Since Teval attacks to trigger its mill ability, it benefits from big threats that demand removal--which Dragons do best.
Dredging Up The Good Stuff (y'know, Lands)
Teval's "mill three and return a land" clause is more than just a side effect - it's a key enabler for land recursion decks.
Cards to abuse? Here's the cream of the crop.
- The Gitrog Monster - Mill lands, sac lands, replay lands. Rinse and repeat.
- Life from the Loam - A staple in land recursion decks. Fill your graveyard, get lands back, profit.
- Walk-In Closet // Forgotten Cellar - A Green Crucible with a six-mana Yawgmoth's WIll attached to it
- Crucible of Worlds - Fetchlands and cycling lands become pure, unfiltered value.
Teval's effect helps lands-matter strategies go wide while also setting up its graveyard recursion engine.
Best Cards to Pair with Teval
Since Teval rewards you for exiling your own graveyard, you'll want cards that munch on your 'yard for fun and profit.
Mill & Self-Fill (to feed Teval's recursion)
- Mesmeric Orb - Every untap step is another meal for your graveyard.
- Ripples of Undeath - Hear me out: this is Sylvan Library but in Black (and for graveyard decks). Amirite?

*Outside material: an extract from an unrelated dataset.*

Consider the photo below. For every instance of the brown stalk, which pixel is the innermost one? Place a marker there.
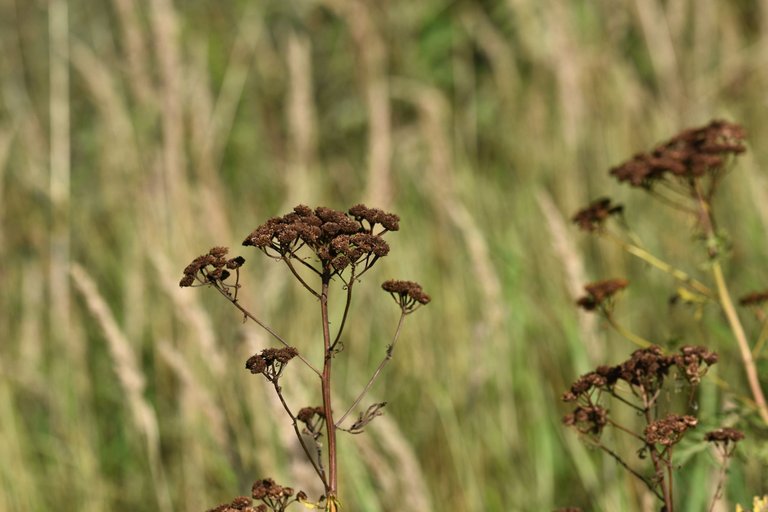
(331, 484)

- Stitcher's Supplier - Dumps a ton of cards into the graveyard for dirt cheap.
- Satyr Wayfinder - Early game value and a land for Teval to recur.

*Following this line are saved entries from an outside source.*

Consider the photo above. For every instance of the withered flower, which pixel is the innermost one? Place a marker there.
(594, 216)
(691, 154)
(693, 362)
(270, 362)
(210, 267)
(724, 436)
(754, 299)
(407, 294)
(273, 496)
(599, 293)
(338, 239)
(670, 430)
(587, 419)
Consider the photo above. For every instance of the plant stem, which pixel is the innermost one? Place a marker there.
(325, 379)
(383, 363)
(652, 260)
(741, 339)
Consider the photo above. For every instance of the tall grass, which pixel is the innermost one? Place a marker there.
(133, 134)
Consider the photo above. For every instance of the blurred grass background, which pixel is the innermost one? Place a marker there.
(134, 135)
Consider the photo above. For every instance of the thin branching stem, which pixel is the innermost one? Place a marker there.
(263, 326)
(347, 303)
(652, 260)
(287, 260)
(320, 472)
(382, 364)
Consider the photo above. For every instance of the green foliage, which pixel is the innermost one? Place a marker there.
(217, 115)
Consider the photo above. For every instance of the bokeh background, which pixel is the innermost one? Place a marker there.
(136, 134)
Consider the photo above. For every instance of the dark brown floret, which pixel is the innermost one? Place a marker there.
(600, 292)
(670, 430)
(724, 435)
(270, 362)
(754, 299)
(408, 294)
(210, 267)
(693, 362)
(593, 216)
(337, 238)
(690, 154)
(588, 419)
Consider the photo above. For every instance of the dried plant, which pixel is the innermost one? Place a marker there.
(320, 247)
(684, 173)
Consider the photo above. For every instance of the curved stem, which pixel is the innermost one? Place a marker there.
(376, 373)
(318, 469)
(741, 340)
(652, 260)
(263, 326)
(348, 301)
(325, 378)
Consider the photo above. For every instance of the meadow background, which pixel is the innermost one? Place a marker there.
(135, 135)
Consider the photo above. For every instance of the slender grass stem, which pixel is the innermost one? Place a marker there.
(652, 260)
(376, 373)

Exile Your Own Graveyard (To Trigger Zombie Druids)
- Tasigur, the Golden Fang - Delve fuels Teval's token generation.
- Dig Through Time / Treasure Cruise - Exile dead cards, draw into gas, trigger Zombies.
- Scavenging Ooze - Targets anyone's graveyard, but with Teval, you get extra value.
- Deathrite Shaman - A mana dork that exiles lands for ramp or spells for burn.
Reanimator Shenanigans
- Reanimate - Bring back a monster for 1 mana.
- Necromancy - Instant-speed reanimation to grab the biggest threat.
- Living Death - The classic graveyard nuke-and-repopulate play.
- Eternal Witness / Timeless Witness - Recursion that keeps bringing back gas.
Teval Is a Graveyard General Worth Digging Up
As a die-hard graveyard EDH player (shoutout to my first-ever deck, Karador, Ghost Chieftain), I can confidently say that Teval is the fresh dirt we've been waiting for. It's a self-sustaining engine, plays nice with lands-matter, and rewards you for doing the things you already love in a graveyard deck - milling, recurring, and exiling.
Whether leading its own deck or lurking in the 99 of Muldrotha, the Gravetide or The Mimeoplasm Teval is the real deal. What do you think? Will Teval make it into your graveyard rotation, or will it be doomed to the eternal torment of a Leyline of the Void on turn zero?
What other commander cards from Tarkir: Dragonstorm are you hyped about?